The Queen of the Tambourine
- First edition
- Author: Jane Gardam
- Cover artist: Piero della Francesca - St. Julian, fresco decoration of the church of Sant'Agostino in Borgo San Sepolcro (1455-60)
- Language: English
- Publisher: Sinclair-Stevenson Ltd
- Publication date: 15 April 1991
- Publication place: United Kingdom
- Media type: Print
- Pages: 234
- Awards: Whitbread Prize for Best Novel of the Year
- ISBN: 1-85619-035-8

= The Queen of the Tambourine =

1991 epistolary novel by Jane Gardam

The Queen of the Tambourine is a 1991 epistolary novel by English author Jane Gardam; it won the Whitbread Prize for Best Novel that year.

==Plot introduction==
Set in a wealthy Surrey suburb of South London, the novel takes the form of a series of increasingly bizarre letters written by Eliza Peabody, an interfering neighbour and hospice volunteer.

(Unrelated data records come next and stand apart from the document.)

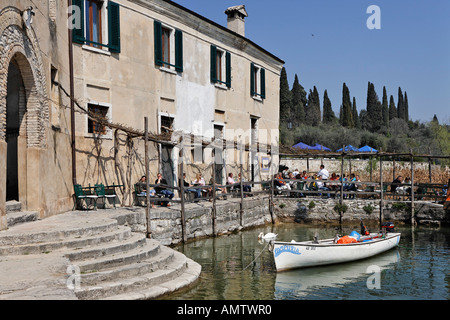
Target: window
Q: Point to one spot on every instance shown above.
(100, 20)
(257, 81)
(99, 112)
(93, 19)
(220, 66)
(168, 47)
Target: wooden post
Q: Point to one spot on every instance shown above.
(381, 191)
(147, 173)
(214, 188)
(341, 200)
(413, 219)
(241, 209)
(181, 174)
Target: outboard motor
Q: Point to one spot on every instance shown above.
(388, 226)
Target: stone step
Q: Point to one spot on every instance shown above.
(141, 282)
(71, 243)
(182, 282)
(130, 270)
(43, 231)
(13, 206)
(113, 247)
(18, 217)
(149, 249)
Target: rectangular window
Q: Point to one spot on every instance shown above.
(220, 66)
(257, 81)
(168, 47)
(99, 23)
(99, 114)
(94, 33)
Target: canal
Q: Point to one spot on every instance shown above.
(239, 266)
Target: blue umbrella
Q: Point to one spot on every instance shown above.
(301, 145)
(367, 149)
(348, 148)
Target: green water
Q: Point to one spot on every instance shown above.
(417, 269)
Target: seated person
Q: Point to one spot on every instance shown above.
(396, 183)
(142, 188)
(245, 187)
(199, 181)
(162, 190)
(230, 180)
(187, 185)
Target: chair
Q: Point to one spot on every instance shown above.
(100, 191)
(81, 195)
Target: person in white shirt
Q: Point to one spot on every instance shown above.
(323, 173)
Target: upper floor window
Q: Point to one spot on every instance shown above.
(99, 20)
(220, 66)
(257, 81)
(168, 47)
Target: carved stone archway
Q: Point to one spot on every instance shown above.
(19, 45)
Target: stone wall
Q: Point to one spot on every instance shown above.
(322, 211)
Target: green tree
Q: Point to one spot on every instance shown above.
(374, 110)
(356, 121)
(299, 101)
(385, 109)
(285, 99)
(347, 116)
(313, 115)
(392, 109)
(328, 113)
(400, 105)
(406, 107)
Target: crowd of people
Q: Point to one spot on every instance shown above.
(197, 187)
(319, 181)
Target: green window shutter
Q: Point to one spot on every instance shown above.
(263, 83)
(228, 69)
(179, 50)
(114, 27)
(213, 64)
(78, 33)
(252, 79)
(158, 43)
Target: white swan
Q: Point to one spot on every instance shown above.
(268, 236)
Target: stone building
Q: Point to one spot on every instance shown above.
(122, 61)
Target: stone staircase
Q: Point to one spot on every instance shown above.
(15, 215)
(112, 262)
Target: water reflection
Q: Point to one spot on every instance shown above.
(239, 267)
(299, 283)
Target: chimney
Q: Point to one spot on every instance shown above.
(236, 19)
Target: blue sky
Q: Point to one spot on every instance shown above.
(327, 43)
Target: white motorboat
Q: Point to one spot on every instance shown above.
(292, 255)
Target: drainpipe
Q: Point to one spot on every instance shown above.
(72, 95)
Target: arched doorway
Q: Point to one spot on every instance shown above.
(24, 114)
(15, 114)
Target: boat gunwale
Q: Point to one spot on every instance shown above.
(323, 245)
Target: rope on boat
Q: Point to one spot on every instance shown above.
(268, 243)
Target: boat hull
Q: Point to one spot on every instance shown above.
(292, 255)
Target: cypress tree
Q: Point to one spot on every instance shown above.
(298, 102)
(406, 107)
(400, 105)
(313, 116)
(356, 121)
(285, 98)
(392, 109)
(374, 110)
(385, 109)
(328, 114)
(347, 117)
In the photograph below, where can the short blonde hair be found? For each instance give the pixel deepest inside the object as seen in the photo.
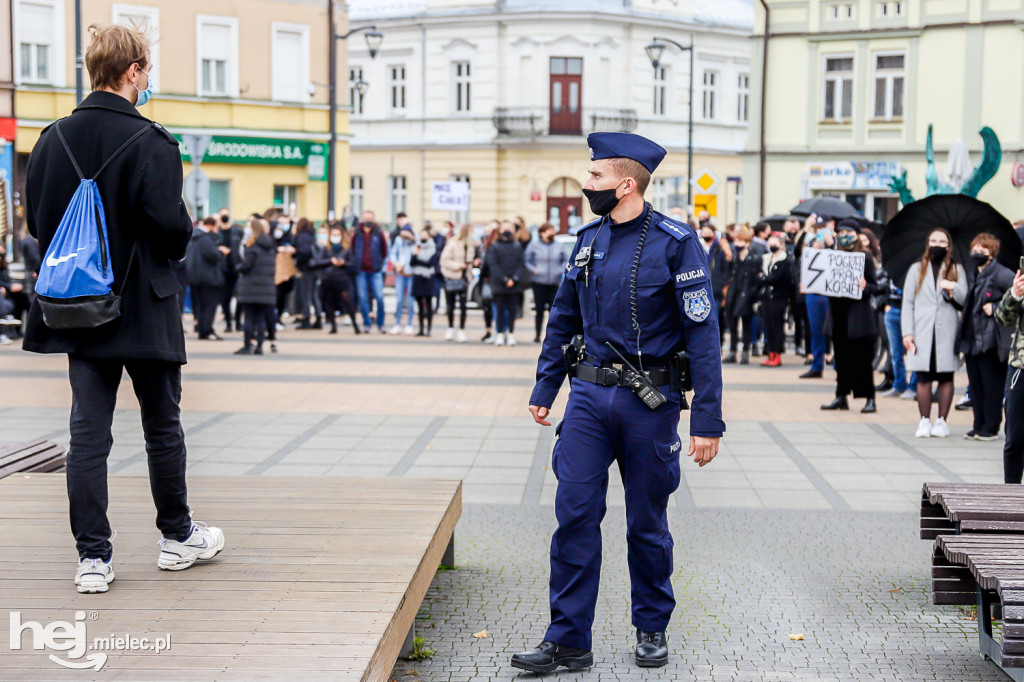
(112, 51)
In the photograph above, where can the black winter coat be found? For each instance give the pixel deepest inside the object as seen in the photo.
(256, 272)
(141, 194)
(504, 261)
(206, 263)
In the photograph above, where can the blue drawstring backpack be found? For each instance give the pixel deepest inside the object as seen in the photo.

The letters are written to Joan, who has left her husband and fled the country, and tell of Eliza's own marital and later mental breakdown, as the barriers between truth and fiction break down.

==Reception==
Reviews are positive :
- Kirkus Reviews explains that the novel "sardonically traces the steady fall (or is it rise?) into madness of a suburban wife with too little to do and too many horrors to shut out of her mind...her neighbors have begun to treat her with the wary kindness one reserves for the near-psychotic, but at least she's lost her self-righteous edge. As her letters move from stilted lectures to multiple-paged flights of glorious fancy, the roots of her misery start to emerge, until all her inventions seem a perfectly rational response to the events that prefaced her destruction. A loony, funny tale and an author with a refreshing take on the familiar.
- Publishers Weekly also praises the author: "Gardam knits together antic humor, a complex narrator and a sophisticated narrative form, all the while showing an admirable trust in the reader's ability to perceive the intricate pattern she has woven."
- Anita Brookner in Spectator concludes that "The tone is unified throughout; manic delusions were never so persuasive. And it is very moving when it is not being exceedingly funny".